Pre-trained language models (PLM) [2] have been widely used for NER tasks. Existing PLM-based studies
mainly consider NER as a sequentially labeled task with a label-specific CRF output layer added on top of
the PLM representation. Although these approaches have achieved good results on open domain datasets,
they still face the following two challenges in the Chinese electric power domain: (1) Lack of training
instances. Due to the high cost of labeling, for an entity type, models often rely on less than one hundred
instances for training. This few-shot scenario is a serious challenge to the generalization ability of the model.
(2) Unseen new entity types. New entity types are very common due to the frequent expansion of business
scenarios. Since the CRF output layers of existing methods are fixed, they have to retrain the models to
predict new entity types. This not only does not meet the efficiency requirements of the electric power
industry but also does not guarantee good recognition.
To address the above challenges, this paper proposes a Chinese NER model (Meta Continuous Prompt
NER model, MCP-NER) based on meta-learning and continuous prompt-tuning. The model is based on a
generative PLM in order to directly predict new types of electric power entities without modifying the model
Struktur. To make up for the lack of training instances, MCP-NER applies prompt-tuning to mine the
potential prior knowledge in PLM. Different from previous works using the manual prompt template[9],
MCP-NER sets continuous prompt vectors to direct the attention flow of the transformer to avoid optimizing
the entire parameters of the PLM, thus greatly improving the training efficiency. To further improve the
generalization capability on unseen types, MCP-NER is trained by a meta-learning algorithm. It enforces
the model to capture the common feature of different entity types by correcting the gradient between the
support set and query set. We constructed a Chinese electric power NER dataset using real national grid
data and conducted a comprehensive experiment using it. The experimental results show that our MCP-NER
method outperforms all comparative methods and achieves state-of-the-art performance in few-shot NER
scenarios.
The rest of this paper is organized as follows. In Section 2, we will introduce some related work of few-
shot NER. In Section 3, we will formulate the few-shot NER problem. In Section 4, we will detail our
proposed MCP-NER and its motivation. In Section 5, we will introduce our experimental setup and results.

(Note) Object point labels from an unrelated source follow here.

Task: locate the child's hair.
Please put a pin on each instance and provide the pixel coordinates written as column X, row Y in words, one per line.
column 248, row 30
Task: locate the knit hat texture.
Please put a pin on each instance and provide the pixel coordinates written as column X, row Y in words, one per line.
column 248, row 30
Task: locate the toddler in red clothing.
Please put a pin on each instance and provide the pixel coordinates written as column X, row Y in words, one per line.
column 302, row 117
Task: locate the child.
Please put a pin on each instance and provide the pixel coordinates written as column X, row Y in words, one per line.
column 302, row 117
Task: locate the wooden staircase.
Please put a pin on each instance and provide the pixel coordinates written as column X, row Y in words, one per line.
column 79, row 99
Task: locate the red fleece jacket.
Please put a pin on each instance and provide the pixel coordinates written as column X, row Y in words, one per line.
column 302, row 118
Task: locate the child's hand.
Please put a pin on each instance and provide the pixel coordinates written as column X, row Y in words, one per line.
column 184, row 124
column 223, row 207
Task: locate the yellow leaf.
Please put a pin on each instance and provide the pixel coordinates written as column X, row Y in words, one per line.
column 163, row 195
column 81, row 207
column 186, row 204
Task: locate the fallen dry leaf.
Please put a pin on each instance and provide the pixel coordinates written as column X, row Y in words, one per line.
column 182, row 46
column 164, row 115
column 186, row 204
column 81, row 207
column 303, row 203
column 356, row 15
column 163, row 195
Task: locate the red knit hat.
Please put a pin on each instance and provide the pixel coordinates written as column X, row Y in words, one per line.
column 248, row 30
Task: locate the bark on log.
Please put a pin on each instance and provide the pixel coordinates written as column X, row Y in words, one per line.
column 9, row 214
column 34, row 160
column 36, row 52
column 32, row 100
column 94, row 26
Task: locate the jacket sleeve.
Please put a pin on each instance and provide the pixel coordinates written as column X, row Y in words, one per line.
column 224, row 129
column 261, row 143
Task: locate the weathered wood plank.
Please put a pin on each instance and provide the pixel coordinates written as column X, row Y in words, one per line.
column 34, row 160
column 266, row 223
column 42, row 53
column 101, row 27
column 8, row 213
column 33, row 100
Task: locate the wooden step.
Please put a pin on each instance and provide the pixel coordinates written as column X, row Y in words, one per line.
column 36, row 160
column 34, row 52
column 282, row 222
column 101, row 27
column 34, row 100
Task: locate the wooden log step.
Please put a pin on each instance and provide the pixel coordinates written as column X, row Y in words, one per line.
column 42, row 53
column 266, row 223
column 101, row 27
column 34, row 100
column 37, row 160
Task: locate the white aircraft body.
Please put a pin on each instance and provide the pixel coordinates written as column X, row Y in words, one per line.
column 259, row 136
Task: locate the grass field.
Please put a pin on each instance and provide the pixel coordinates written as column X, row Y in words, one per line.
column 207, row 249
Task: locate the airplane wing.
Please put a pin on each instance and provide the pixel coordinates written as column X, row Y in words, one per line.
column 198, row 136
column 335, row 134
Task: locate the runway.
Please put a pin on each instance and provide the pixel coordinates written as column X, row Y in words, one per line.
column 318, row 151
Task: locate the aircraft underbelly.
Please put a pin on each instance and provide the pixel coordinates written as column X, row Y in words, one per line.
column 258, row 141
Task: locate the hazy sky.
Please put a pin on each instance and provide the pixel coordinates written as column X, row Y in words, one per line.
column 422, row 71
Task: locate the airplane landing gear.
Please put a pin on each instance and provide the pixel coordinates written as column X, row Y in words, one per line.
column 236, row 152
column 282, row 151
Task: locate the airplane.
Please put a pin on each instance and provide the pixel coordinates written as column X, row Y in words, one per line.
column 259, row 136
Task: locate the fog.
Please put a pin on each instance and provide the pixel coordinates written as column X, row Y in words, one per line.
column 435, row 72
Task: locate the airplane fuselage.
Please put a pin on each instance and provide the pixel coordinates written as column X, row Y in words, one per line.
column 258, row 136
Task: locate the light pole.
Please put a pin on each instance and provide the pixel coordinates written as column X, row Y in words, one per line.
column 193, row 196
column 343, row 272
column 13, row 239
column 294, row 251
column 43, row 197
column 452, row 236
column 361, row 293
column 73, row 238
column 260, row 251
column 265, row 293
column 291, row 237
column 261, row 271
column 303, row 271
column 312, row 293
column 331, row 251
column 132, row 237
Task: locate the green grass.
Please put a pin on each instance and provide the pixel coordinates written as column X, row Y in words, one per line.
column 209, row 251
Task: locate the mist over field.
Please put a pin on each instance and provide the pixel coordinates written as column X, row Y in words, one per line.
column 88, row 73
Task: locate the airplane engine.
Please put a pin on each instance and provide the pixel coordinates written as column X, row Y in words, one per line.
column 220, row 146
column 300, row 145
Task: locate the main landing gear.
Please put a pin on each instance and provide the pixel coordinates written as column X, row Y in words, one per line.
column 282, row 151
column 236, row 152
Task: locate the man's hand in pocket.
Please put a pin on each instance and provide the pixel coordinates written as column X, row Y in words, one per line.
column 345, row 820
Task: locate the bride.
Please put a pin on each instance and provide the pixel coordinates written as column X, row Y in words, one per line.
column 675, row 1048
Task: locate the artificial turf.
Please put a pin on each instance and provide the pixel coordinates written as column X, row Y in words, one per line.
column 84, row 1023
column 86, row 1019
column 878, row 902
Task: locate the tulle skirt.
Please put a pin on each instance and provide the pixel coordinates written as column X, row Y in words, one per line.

In Section 6, we will present our conclusions and look ahead to future work.
2. RELATED WORK
There are two important lines of research for few-shot NER: PLM-based approaches and meta-learning-
based approaches.
Datenintelligenz
495
l
D
Ö
w
N
Ö
A
D
e
D
F
R
Ö
M
H
T
T
P
:
/
/
D
ich
R
e
C
T
.
M
ich
T
.
e
D
u
D
N
/
ich
T
/
l
A
R
T
ich
C
e
–
P
D
F
/
/
/
/
5
2
4
9
4
2
0
8
9
7
6
7
D
N
_
A
_
0
0
2
0
2
P
D
T
/
.
ich
F
B
j
G
u
e
S
T
T
Ö
N
0
7
S
e
P
e
M
B
e
R
2
0
2
3
Leveraging Continuous Prompt for Few-Shot Named Entity Recognition in Electric Power
Domain with Meta-Learning
2.1 PLM-based Approaches
PLM has recently had a significant impact on NER [2, 3], where Transformer-based models [2] are used as
the core network structure, gaining widespread attention. The current mainstream methods [4, 5, 6] all regard
NER as a sequence labeling problem. Yan et al. [5] proposed the Unified-NER model, which formulates the
NER subtask as an entity-span generation task, leveraging hand-crafted one-to-one mappings from tokens in
the vocabulary to entity types; Jedoch, it fails to generate complex entity types that correspond to, wie zum Beispiel
business requirements and fault exceptions in the electric power domain.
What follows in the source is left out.